Tu es très présent sur Facebook et d’autres plateformes. C’est important pour toi, les réseaux sociaux?

C’est important parce que je pense que si tu ne prends pas la mesure des réseaux sociaux aujourd’hui en tant que musicien, tu n’existes pas. Avant, on était dans un monde du son, où vous passiez votre démo à un programmateur d’antenne qui écoutait un CD, qui pouvait se faire une image simplement sur un son. Aujourd’hui, il y a tout un market, tout un travail où l’artiste, s’il n’a pas un visuel fort et une communication, son son, on ne va même pas l’écouter. Aujourd’hui, vous voyez des bloggeuses, des artistes dans leur chambre, qui composent sur leur synthé avec leur webcam, et qui peuvent devenir en trois clics les superstars de demain parce qu’ils ont compris que ce canal était essentiel au partage. La force du web, c’est le partage gratuit. La difficulté, c’est qu’il y a beaucoup d’informations en une fois, donc quand on réussit à avoir un score à dépasser les frontières, c’est qu’on a vraiment bien travaillé son réseau, et ce n’est pas évident. Moi, j’apprends à le faire à ma petite échelle. On est dans une culture de l’instant, du direct, où les gens vivent quelque chose en direct et le partagent. Fin du mois, j’ai 40 ans, donc je dois rester à la page, sinon je suis mort.

Y a-t-il un autre album en préparation? Va-t-on avoir de l’exclu ce soir aux Francofolies?

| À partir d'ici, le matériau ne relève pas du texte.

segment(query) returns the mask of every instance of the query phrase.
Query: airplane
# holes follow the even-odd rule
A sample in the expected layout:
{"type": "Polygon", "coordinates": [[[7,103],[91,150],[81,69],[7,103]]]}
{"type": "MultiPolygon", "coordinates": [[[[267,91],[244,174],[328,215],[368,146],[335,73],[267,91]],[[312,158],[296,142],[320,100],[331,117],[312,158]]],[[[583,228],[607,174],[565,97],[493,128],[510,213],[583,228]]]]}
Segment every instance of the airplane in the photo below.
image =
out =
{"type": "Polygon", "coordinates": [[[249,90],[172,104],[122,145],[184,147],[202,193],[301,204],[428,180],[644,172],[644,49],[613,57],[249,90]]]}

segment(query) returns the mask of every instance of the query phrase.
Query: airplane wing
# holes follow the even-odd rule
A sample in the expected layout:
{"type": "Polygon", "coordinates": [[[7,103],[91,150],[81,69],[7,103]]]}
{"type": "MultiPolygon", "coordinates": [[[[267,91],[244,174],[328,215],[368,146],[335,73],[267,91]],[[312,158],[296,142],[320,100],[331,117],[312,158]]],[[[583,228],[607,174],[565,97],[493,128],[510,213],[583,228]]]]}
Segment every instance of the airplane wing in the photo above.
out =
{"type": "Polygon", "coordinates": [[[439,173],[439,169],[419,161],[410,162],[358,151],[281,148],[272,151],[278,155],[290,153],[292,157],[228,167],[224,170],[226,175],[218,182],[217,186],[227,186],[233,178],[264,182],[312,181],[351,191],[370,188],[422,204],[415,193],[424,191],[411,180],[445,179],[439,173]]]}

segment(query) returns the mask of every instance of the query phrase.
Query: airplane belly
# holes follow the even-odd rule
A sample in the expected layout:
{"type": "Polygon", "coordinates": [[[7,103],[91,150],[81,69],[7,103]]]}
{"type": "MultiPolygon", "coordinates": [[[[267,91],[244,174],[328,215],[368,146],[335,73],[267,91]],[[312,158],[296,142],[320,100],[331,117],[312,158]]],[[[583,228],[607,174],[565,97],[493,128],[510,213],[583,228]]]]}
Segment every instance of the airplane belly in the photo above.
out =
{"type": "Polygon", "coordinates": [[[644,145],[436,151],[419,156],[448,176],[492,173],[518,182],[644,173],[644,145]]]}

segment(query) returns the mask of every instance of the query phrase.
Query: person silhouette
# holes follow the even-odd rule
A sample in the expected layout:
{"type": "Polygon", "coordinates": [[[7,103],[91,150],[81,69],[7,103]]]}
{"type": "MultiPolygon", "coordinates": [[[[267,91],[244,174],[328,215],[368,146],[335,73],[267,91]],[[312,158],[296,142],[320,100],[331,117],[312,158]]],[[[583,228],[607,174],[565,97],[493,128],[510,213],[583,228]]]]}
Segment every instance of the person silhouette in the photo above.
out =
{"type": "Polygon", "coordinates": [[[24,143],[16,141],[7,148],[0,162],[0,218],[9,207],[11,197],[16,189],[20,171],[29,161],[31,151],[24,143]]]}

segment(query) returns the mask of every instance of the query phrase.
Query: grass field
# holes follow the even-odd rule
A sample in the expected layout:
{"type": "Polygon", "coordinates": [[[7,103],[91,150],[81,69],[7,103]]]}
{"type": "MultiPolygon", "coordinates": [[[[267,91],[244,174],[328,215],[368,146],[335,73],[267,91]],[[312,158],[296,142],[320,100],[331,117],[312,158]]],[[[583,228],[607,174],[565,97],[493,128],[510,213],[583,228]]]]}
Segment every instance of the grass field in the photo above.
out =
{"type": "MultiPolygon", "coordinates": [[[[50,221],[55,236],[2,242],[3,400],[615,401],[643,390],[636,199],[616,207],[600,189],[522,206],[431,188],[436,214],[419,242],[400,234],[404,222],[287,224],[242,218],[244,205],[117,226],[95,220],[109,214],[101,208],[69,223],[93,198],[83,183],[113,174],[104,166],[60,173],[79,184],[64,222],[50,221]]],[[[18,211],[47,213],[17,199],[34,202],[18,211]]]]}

De l’exclu, non. Je viens surtout représenter mon dernier album sorti en décembre, « Quadrifolies », que j’ai pris le temps de travailler, aussi bien en studio qu’avec le groupe. Les exclusivités ou les prochaines choses, je pense que je prendrai le temps de les faire, parce que je ne suis pas quelqu’un qui travaille dans la vitesse. Je préfère la qualité que la quantité, donc même si un album doit prendre trois ans à voir le jour, il faut quand même que les gens sachent qu’il y a la phase d’écriture qui peut durer un an, celles de maquette et d’enregistrement qui peuvent durer un an... Après, il y a la présentation, trouver un label, développer les campagnes promos sur le web… Il faut aussi avoir des visuels forts, des clips… Tout ça, ça prend du temps.